Train the neural network using the preprocessed (scaled) training data.

In [None]:
utility_model = None

if X_train_scaled is not None and y_train is not None:
    print("\nTraining MLP Regressor for extrinsic utility...")
    start_time = time.time()

    utility_model = MLPRegressor(
        hidden_layer_sizes=HIDDEN_LAYER_SIZES,
        activation=ACTIVATION,
        solver=SOLVER,
        alpha=ALPHA,
        learning_rate=LEARNING_RATE,
        max_iter=MAX_ITER,
        early_stopping=EARLY_STOPPING,
        n_iter_no_change=N_ITER_NO_CHANGE,
        random_state=RANDOM_STATE,
        verbose=True # Print progress during training
    )

    try:
        utility_model.fit(X_train_scaled, y_train)
        end_time = time.time()
        print(f"\nUtility Model Training Complete.

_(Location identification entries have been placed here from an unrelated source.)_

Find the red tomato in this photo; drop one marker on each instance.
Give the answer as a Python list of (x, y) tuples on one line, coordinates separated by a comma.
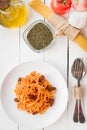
[(61, 6)]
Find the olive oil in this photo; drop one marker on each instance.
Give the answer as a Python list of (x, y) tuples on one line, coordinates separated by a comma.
[(13, 16)]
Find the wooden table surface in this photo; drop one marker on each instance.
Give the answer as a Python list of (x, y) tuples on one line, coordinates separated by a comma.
[(61, 54)]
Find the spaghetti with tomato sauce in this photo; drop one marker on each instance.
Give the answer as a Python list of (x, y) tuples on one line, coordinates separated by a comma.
[(34, 93)]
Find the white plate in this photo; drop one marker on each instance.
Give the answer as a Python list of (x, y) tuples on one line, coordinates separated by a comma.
[(23, 118)]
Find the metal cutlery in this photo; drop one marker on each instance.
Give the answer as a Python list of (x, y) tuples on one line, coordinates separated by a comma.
[(78, 70)]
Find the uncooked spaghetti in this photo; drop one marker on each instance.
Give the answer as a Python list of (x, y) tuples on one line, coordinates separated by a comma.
[(34, 93)]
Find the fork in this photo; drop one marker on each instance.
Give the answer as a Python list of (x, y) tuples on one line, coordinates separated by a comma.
[(77, 72)]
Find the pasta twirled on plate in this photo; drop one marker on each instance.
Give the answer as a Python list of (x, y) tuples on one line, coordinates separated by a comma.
[(34, 93)]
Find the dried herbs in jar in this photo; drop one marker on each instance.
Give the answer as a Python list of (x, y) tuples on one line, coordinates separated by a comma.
[(40, 36)]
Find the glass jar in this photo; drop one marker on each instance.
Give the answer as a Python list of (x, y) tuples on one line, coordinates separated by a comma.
[(14, 14), (80, 5)]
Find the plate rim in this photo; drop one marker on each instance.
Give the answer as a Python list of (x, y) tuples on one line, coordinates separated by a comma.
[(27, 62)]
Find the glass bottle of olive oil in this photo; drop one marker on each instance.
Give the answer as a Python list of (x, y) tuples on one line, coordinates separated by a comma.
[(14, 15)]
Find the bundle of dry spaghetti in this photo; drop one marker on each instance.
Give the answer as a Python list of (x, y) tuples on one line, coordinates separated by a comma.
[(60, 23), (34, 93)]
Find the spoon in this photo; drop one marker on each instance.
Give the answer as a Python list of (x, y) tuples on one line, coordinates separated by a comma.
[(78, 71)]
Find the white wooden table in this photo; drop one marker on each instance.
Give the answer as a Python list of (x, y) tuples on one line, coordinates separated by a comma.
[(14, 51)]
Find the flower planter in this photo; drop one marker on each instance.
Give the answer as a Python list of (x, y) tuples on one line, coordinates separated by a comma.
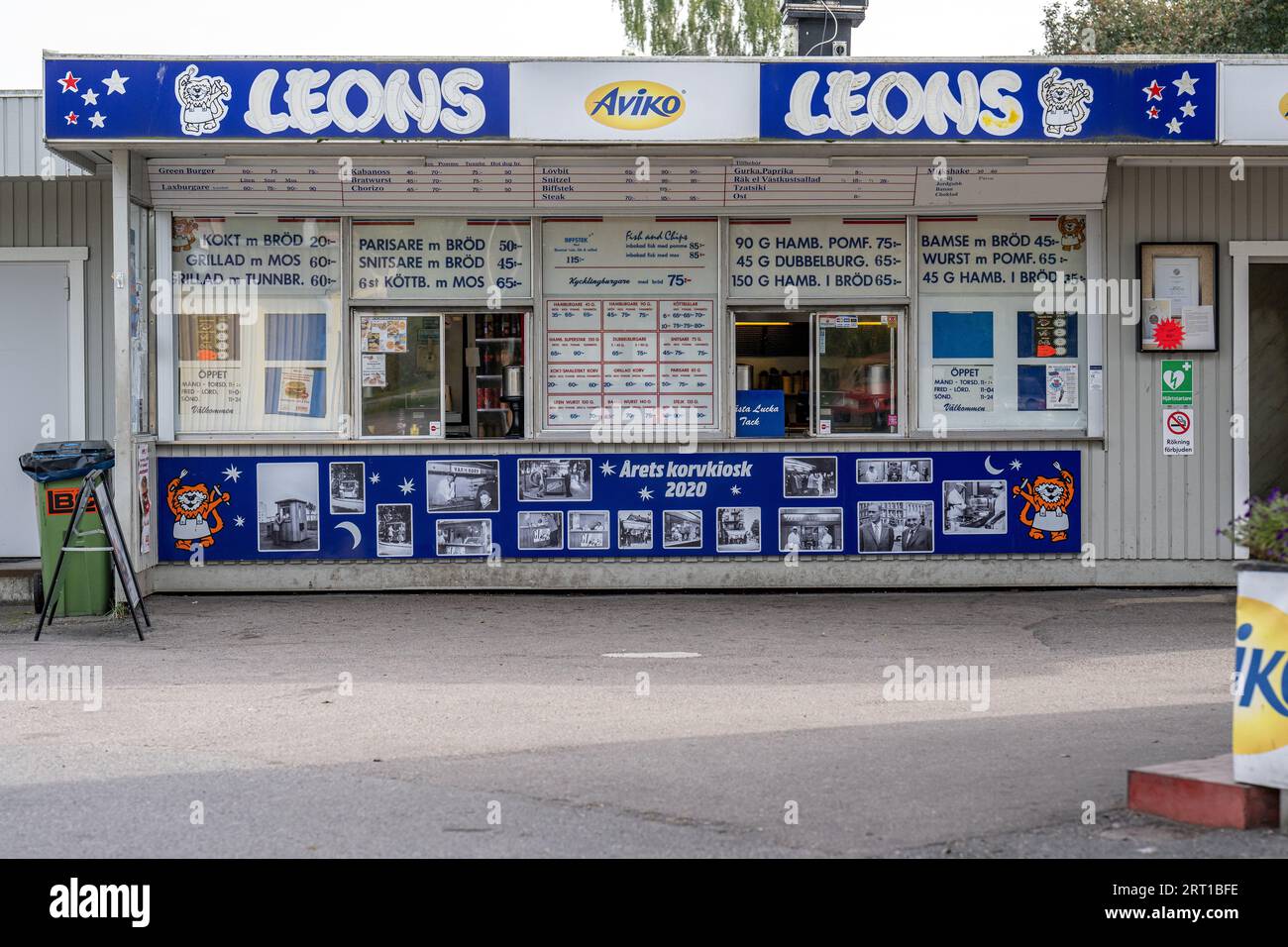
[(1261, 676)]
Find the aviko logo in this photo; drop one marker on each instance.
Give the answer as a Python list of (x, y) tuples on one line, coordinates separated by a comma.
[(635, 106)]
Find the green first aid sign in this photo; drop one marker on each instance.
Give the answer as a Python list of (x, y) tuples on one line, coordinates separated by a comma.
[(1176, 381)]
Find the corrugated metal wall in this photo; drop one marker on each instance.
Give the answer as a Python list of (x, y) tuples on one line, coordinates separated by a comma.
[(72, 211), (22, 154)]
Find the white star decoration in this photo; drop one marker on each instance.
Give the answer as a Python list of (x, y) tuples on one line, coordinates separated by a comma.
[(1185, 84), (116, 82)]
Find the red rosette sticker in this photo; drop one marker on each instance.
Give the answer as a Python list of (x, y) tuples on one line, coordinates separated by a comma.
[(1168, 334)]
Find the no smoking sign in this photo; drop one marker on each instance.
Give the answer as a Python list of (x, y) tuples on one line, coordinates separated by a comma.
[(1177, 432)]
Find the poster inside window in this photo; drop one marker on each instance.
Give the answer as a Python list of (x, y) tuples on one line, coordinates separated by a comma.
[(630, 321), (1003, 325), (257, 304)]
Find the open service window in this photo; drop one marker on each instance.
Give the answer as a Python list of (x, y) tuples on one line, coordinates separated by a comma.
[(1004, 333), (257, 309), (399, 365), (827, 373)]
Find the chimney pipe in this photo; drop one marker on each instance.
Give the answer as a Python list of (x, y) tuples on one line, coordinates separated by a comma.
[(823, 27)]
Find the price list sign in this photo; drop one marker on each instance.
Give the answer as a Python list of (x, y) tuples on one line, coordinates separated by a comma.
[(820, 258), (643, 180), (764, 182), (442, 258), (652, 360)]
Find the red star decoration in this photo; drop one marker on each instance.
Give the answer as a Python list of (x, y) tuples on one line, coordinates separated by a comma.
[(1168, 334)]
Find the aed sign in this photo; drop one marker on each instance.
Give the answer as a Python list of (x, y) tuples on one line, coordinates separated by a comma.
[(1176, 381), (1177, 432)]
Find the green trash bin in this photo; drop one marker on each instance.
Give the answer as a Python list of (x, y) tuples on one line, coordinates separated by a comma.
[(58, 470)]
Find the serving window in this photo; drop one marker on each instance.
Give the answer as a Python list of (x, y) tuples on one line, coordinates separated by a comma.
[(1003, 322), (257, 305)]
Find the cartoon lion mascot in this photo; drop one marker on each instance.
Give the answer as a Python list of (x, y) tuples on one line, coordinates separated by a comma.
[(1048, 497), (196, 514)]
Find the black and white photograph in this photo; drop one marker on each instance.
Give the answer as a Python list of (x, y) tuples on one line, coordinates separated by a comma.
[(737, 528), (682, 528), (810, 530), (896, 471), (463, 536), (541, 530), (348, 486), (463, 486), (634, 528), (809, 476), (975, 506), (897, 526), (393, 530), (555, 478), (589, 530), (287, 500)]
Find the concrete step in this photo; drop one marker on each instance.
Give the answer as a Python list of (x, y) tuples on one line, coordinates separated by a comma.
[(1202, 792), (16, 579)]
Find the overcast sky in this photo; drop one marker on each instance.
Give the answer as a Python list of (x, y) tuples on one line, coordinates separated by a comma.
[(420, 29)]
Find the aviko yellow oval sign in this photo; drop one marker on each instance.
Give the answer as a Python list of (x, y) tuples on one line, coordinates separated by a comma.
[(635, 106)]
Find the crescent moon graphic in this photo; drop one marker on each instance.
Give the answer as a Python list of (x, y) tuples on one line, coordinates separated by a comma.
[(353, 531)]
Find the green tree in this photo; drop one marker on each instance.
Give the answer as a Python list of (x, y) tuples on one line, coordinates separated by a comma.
[(1166, 27), (702, 27)]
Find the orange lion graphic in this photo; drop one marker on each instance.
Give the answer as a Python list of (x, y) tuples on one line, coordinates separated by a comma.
[(191, 506), (1048, 497)]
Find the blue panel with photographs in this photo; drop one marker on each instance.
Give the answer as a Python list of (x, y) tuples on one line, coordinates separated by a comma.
[(377, 506)]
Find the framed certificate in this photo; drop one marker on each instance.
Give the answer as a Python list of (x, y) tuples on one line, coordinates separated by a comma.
[(1179, 302)]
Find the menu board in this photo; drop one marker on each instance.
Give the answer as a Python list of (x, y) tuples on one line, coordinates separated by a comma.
[(819, 257), (640, 180), (768, 182), (630, 257), (230, 184), (441, 258), (652, 360), (1000, 254)]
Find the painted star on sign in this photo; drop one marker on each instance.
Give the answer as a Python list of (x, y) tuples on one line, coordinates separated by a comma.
[(1185, 84), (116, 82)]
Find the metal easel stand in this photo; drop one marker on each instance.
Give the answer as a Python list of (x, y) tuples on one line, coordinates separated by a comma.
[(95, 486)]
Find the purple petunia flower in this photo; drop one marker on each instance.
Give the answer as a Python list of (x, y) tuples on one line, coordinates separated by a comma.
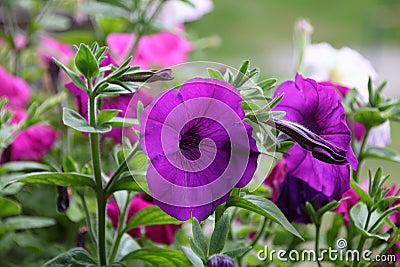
[(319, 109), (199, 147)]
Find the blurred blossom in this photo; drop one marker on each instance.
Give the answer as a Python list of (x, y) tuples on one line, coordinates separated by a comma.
[(31, 143), (50, 47), (158, 50), (163, 234), (379, 136), (176, 12), (15, 89), (343, 66)]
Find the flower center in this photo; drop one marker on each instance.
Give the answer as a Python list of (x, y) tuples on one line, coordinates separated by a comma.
[(189, 144)]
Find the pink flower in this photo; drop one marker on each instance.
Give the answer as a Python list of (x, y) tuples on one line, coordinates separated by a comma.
[(276, 177), (50, 47), (158, 50), (31, 143), (163, 234), (15, 89)]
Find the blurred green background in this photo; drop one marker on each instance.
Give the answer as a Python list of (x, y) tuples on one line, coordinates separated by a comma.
[(262, 31)]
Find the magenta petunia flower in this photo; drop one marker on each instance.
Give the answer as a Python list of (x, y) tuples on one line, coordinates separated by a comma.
[(163, 234), (199, 147), (319, 109), (158, 50), (31, 143), (15, 89), (126, 102)]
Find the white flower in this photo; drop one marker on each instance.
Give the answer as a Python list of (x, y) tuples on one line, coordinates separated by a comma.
[(343, 66), (380, 136), (174, 12)]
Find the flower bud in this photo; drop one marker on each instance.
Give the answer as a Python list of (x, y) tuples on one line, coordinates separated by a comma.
[(63, 198), (148, 76), (220, 260)]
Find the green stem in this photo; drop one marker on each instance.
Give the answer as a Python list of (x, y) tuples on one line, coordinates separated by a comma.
[(100, 193), (317, 234), (88, 219), (256, 239), (360, 155), (120, 231), (121, 168)]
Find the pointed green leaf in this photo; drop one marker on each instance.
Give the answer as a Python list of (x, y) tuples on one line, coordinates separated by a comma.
[(218, 237), (198, 236), (151, 215), (9, 207), (193, 258), (159, 257), (75, 120), (72, 75), (265, 208), (54, 178)]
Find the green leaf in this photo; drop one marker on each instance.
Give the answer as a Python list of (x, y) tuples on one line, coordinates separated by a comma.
[(86, 62), (361, 193), (26, 222), (159, 257), (72, 75), (265, 208), (213, 73), (72, 258), (218, 237), (359, 214), (69, 165), (9, 207), (127, 182), (193, 258), (106, 115), (285, 146), (237, 252), (195, 248), (151, 215), (198, 237), (369, 117), (381, 153), (22, 166), (54, 178), (75, 120)]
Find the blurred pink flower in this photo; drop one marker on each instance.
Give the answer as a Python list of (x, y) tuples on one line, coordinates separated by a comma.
[(50, 47), (163, 234), (15, 89), (32, 143), (20, 41), (276, 177), (158, 50)]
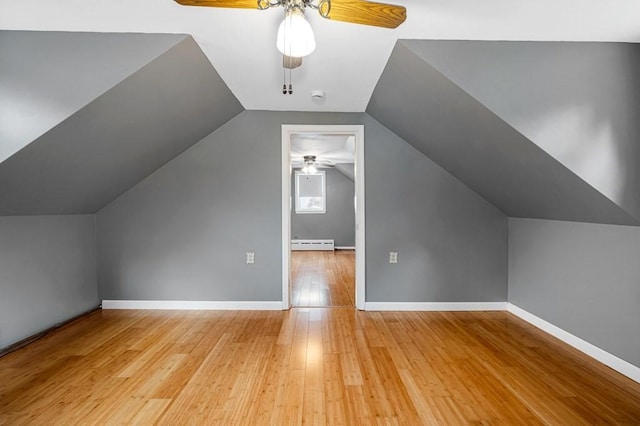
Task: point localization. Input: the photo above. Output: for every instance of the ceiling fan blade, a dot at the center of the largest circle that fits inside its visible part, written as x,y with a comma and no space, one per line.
367,13
239,4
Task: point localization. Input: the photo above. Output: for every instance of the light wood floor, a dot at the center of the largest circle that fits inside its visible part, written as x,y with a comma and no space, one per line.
323,278
317,366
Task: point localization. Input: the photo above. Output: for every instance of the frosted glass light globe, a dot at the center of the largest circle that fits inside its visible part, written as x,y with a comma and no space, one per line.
295,35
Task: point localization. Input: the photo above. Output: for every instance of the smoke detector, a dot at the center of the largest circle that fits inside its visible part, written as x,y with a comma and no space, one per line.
317,96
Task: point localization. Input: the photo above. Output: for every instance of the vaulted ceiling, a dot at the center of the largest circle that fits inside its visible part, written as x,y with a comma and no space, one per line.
99,112
543,130
349,58
539,129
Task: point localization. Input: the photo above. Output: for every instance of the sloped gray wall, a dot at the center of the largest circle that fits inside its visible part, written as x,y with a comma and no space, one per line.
583,278
119,138
47,273
339,221
182,233
46,76
462,135
451,243
578,101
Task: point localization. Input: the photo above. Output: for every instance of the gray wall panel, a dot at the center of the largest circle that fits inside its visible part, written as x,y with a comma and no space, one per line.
462,135
182,233
339,221
451,243
47,272
119,138
578,101
580,277
47,76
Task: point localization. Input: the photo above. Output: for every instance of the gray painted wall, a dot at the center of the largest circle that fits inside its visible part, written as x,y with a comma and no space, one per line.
580,277
339,221
462,135
182,233
47,272
451,243
578,101
119,138
47,76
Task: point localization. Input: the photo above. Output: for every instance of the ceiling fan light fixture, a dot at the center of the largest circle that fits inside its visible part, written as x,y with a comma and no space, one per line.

Time taken: {end_time - start_time:.2f} seconds.")
    except Exception as e:
        print(f"\nError during model training: {e}")
        utility_model = None
else:
    print("\nSkipping model training due to issues in data loading or preprocessing.")

## 6. Evaluate Model

Evaluate the trained model's performance on the unseen test set using Mean Squared Error (MSE) and Mean Absolute Error (MAE).

In [None]:
if utility_model is not None and X_test_scaled is not None and y_test is not None:
    print("\n--- Utility Model Evaluation ---")
    y_pred_test = utility_model.predict(X_test_scaled)
    
    mse_test = mean_squared_error(y_test, y_pred_test)
    mae_test = mean_absolute_error(y_test, y_pred_test)
    rmse_test = np.sqrt(mse_test)
    
    print(f"Test Set MSE:  {mse_test:.4f}")
    print(f"Test Set RMSE: {rmse_test:.4f}")
    print(f"Test Set MAE:  {mae_test:.4f}")

    # Optional: Evaluate on training set to check for overfitting
    y_pred_train = utility_model.predict(X_train_scaled)
    mse_train = mean_squared_error(y_train, y_pred_train)
    print(f"\nTraining Set MSE: {mse_train:.4f} (Lower is better, compare with Test MSE)")

else:
    print("\nSkipping evaluation because model training failed or test data is unavailable.")

## 7. Save Model and Scaler

Save the trained utility model and the scaler object (needed for scaling new data before prediction) for later use in the robot's control script.

In [None]:
if utility_model is not None and scaler is not None:
    try:
        joblib.dump(utility_model, UTILITY_MODEL_PATH)
        joblib.dump(scaler, UTILITY_SCALER_PATH)
        print(f"\nUtility model saved successfully to: {UTILITY_MODEL_PATH}")
        print(f"Utility scaler saved successfully to: {UTILITY_SCALER_PATH}")
    except Exception as e:
        print(f"\nError saving model or scaler: {e}")
else:
     print("\nSkipping saving because model or scaler was not successfully created.")

## Next Steps

1.  **Generate `goal_traces.csv`:** Run the `collect_goal_traces.py` script (or your modified version) to collect sufficient data.
2.  **Run this Notebook:** Execute the cells above to train and save the utility model and scaler.
3.  **Integrate:** Load the saved model (`extrinsic_utility_model.joblib`) and scaler (`extrinsic_utility_scaler.joblib`) in your main robot control script (`main.py` or similar).
4.  **Use for Deliberation:**
    *   In your decision loop, for each candidate action:
        *   Predict the next state using your world model.
        *   Scale the predicted state using the loaded utility scaler.
        *   Use the loaded utility model's `.predict()` method on the scaled state to get its utility.
    *   Choose the action leading to the highest predicted utility.